150508issa.jpg 準決勝までの1日の中休み。代々木では13~15位決定戦と、9位決定戦への進出をかけた2試合が行われた。上位進出への望みを絶たれた下位の順位決定戦はモチベーション維持が難しくなりがちだが、どこか士気が下がった中でもどう勝ちきるかもチームの形成には必要となる。4試合はいずれも接戦が続き、最後まで目が離せない展開となった。

 9位決定戦進出をかける専修大白鴎大の試合は、僅差で争う形から白鴎大が流れをつかんだ。1Qは専修大はアウトサイドが入り、開始3分で10点のリード。白鴎大は出遅れるがディフェンスリバウンドを奪ってリズムを作ると、終盤にベンチから出場の#8佐藤(4年・G)が連続得点で3点差にして2Qに入ると、接戦に。専修大はフリースロー確率があまり良くなく、白鴎大はゾーンを繰り出すも不発。ともに決め手はなく43-44と白鴎大1点リードで前半は終了。後半3Q、専修大は#24田代(4年・F)頼みになりこのQ田代だけで17得点を獲得するが、苦しいシュートも多い。白鴎大は#23ジャニ(3年・C)が2本のダンクの見せ、#12川邉(3年・PF)や#6神里(2年・PG)の3Pも決まるなど、内外バランスよく得点して6点リードして終了。4Q、専修大は#32野口(1年・C・福大大濠)のゴール下が決まって引き離されるところを1点差まで詰めるが、その後は#24田代の3Pが決まらずターンオーバーが続き、最後は白鴎大が引き離して81-93で勝利し、9位決定戦へと進んだ。

写真:白鴎大・ジャニは3本のダンクを決めた。


【青学大が延長の末、辛くも関東学院大をねじ伏せる】
150508OOKUMA.jpg この日の4試合の中で、最も白熱したのが青山学院大関東学院大のゲームだった。

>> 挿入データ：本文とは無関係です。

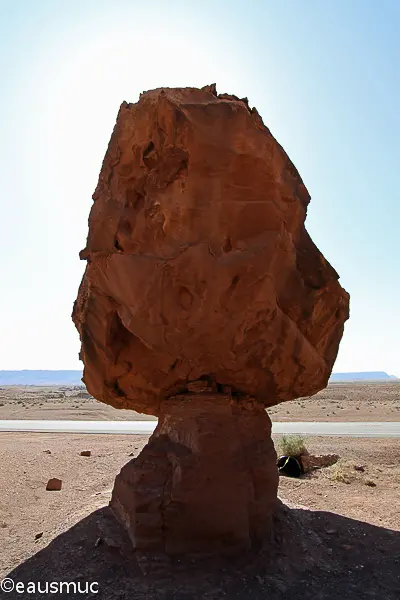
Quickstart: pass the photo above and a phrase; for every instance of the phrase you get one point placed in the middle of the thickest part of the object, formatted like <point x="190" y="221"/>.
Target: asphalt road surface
<point x="380" y="429"/>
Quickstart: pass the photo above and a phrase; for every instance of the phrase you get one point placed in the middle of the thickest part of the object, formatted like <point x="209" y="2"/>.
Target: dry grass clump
<point x="292" y="445"/>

 試合序盤は青学大ペースで推移した。#3大崎(3年・SG)の3Pで幸先良く先制し、その後も#24安藤(3年・SF)の活躍で着々と加点。出遅れた関東学院大だったが、青学大がベンチメンバーを送り込んだ隙に、#45大熊(4年・G)と#8蜂谷(4年・SG)の両輪の速攻で迫る。2Q序盤に#45大熊の3Pで逆転すると、ここからは終始クロスゲームとなった。青学大がリードを得てもターンオーバーやヴァイオレーションで続かない。関東学院大は#45大熊、#8蜂谷らが積極的に狙うが、フリースローを得ても失敗が目立った。両者決め手を欠き、26−29と僅かに関東学院大リードで前半終了となった。

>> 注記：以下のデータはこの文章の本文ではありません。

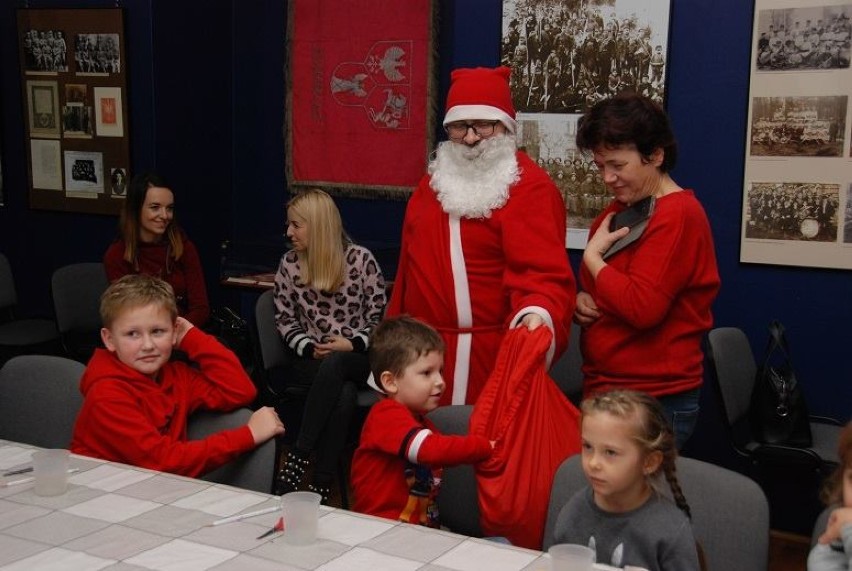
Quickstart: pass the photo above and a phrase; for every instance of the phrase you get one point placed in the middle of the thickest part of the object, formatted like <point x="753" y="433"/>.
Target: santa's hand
<point x="182" y="326"/>
<point x="532" y="321"/>
<point x="586" y="311"/>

 地力で勝る青学大は糸口を掴みたいが、後半開始すぐに#18笠井(4年・PG)がチャージングで3つ目となってしまう。互いに24秒オーバーやターンオーバーを犯しながら、得点を決め合う展開が続いて時間が過ぎる。関東学院大は#8蜂谷が3つ目となるもコートに残り、スティールからレイアップに走る。青学大も、#11田中(4年・F)が3ファウルとなってしまうが、4Q立ち上がりに相次ぎ得点をマーク。リバウンドでも奮闘する。同点で迎えた残り3分33秒、その#11田中が4つ目に。直後に#3大崎の3Pなどで決着をつけにかかるが、関東学院大も#8蜂谷の得点で引かない。すると残り1分10秒、#11田中がリバウンド争いでファウルとなり、これで退場。それでも青学大は#3大崎のパスカットから#24安藤が速攻を決め、最後のディフェンスを前に3点差とするが、関東学院大は諦めない。ボールを受けた#8蜂谷が3Pを決め、56−56で延長に入った。

 だが、関東学院大はここでさすがに連戦の厳しさが出た。やや微妙な判定ながらオフェンスファウルが続き、これに乗じた青学大に失点。弱点のインサイドで#10高橋(1年・C・十日町)に続けて得点されて万事休す。最後は66−58とした青学大が、何とか関東学院大を振り切って勝利した。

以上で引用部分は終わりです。